Re-reading Martin du Gard (IV)



The French text of Les Thibaults is readily available in a three-volume paperback edition, but I chose instead to read at least the first six parts in this motley assortment of well-worn volumes, which correspond to the format in which they were first published. (There are seven volumes shown because the third part, La belle saison, has been split into two.) Gallimard reprinted the books endlessly, so these are neither particularly rare nor valuable, and the paper they were printed on is not great, but this is more or less how the average reader from the 1920s until well after World War II would have experienced the novel. Does this matter? Is anything gained by reading Les Thibaults in this form rather than as, say, an ebook? Perhaps not, but I don't read ebooks.

Publishing books under paper covers was the norm in France long before the so-called "paperback revolution" transformed the industry in the UK and America. I don't know whether this was because it was assumed that many readers would choose to have their volumes rebound in any case, as was certainly often done. (Gallimard also issued deluxe editions on better paper.) Three of the volumes above, which are castoffs from a British library, are bound in plain blue buckram, though I can't tell whether it was the publisher or the library that bound them that way. They are wartime Canadian reprints, bearing the Gallimard imprint; one suspects that Gallimard might not have been reprinting these particular books in France, during the ocupation. La belle saison is in its original paperbound format, but the other two have been rebound.

La consultation, with the red spine, has a quarter-leather binding with marbled paper over the rest of the boards; the spine bears the imprint of Selections Sequana, but the interior is simply the Gallimard edition, paper covers and all.

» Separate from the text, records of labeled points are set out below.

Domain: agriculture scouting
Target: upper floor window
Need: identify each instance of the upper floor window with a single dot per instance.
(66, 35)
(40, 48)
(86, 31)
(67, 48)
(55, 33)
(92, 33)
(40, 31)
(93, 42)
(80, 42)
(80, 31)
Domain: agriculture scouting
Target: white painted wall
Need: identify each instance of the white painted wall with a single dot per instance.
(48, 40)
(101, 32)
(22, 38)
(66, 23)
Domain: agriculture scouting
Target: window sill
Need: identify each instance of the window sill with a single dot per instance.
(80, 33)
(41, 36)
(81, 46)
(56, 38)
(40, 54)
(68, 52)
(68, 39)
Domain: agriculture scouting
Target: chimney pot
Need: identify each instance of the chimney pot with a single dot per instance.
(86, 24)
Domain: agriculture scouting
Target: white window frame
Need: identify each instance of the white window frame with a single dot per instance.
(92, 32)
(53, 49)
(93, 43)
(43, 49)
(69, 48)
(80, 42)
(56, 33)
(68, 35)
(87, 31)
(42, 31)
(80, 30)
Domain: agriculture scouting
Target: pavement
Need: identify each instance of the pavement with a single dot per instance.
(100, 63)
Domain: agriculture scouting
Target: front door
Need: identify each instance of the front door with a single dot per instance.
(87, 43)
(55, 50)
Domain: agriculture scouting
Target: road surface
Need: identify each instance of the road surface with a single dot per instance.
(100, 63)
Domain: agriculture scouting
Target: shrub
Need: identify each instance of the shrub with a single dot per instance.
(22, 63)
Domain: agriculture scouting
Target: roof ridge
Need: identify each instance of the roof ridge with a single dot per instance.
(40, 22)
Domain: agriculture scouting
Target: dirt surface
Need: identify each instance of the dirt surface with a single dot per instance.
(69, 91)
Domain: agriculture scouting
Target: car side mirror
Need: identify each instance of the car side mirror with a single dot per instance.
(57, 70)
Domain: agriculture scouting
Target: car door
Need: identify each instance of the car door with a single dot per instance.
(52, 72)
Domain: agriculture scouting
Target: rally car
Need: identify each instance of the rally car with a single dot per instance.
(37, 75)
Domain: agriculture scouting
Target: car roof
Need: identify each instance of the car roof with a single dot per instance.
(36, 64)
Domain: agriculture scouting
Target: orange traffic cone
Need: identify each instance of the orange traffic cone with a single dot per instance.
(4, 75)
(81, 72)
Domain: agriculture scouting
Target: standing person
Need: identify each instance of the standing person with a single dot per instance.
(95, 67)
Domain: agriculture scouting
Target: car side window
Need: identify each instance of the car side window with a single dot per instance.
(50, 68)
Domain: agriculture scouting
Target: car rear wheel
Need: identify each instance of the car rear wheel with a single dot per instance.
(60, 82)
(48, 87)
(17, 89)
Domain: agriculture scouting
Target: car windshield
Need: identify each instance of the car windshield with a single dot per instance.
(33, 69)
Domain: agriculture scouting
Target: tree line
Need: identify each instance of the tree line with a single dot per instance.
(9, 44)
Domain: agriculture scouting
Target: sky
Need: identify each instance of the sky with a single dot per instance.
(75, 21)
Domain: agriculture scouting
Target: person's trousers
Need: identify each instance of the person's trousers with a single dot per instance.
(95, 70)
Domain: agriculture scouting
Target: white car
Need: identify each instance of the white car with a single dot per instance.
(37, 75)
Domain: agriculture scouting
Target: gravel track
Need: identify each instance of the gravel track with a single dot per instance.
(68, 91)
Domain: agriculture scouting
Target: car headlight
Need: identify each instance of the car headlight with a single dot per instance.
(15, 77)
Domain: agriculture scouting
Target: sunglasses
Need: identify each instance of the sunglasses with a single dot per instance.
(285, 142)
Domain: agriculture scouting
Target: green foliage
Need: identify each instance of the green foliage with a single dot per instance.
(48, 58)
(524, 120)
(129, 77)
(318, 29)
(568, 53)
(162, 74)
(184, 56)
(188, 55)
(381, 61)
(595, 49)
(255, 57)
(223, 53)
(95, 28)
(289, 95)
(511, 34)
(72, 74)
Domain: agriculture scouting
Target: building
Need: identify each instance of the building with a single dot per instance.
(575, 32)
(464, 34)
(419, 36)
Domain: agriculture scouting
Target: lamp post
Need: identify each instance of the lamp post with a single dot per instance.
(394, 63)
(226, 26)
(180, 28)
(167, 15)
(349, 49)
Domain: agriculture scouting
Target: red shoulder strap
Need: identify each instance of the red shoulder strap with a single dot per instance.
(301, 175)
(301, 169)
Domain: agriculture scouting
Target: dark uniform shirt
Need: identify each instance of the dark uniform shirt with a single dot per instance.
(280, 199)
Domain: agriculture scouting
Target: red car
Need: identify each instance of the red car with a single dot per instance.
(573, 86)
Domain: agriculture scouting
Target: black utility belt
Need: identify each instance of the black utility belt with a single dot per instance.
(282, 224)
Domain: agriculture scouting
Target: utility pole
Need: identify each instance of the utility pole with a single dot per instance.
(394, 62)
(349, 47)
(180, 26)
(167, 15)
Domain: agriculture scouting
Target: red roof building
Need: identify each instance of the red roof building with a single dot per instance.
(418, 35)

Sequana was (and still is) a long-established French printing firm, and this was probably issued as part of some kind of book club; the firm's name is derived from the goddess associated with the river Seine, as well as with the ancient Gallic Sequani tribe familiar to Caesar. Printed on the spine are the words Fluctuat nec mergitur — it floats and does not sink — which make up the motto of the city of Paris. It is stamped with the number 5 though it actually contains the fourth part of the novel.

The last volume, La mort du père, may have been custom-bound for the owner; it has rather nice blue marbled paper on the boards. The author's name has been truncated as "Du Gard" on the spine.


Books are made up of words, symbols that by their nature can be replicated and reproduced in any number of forms, but in their physical manifestation they are also artifacts that bear traces, however faint, of the time in which they were created. One is under no obligation to read Roger Martin du Gard with this in mind, or even to read him at all, but I think, on balance, that some small advantage is obtained by doing so.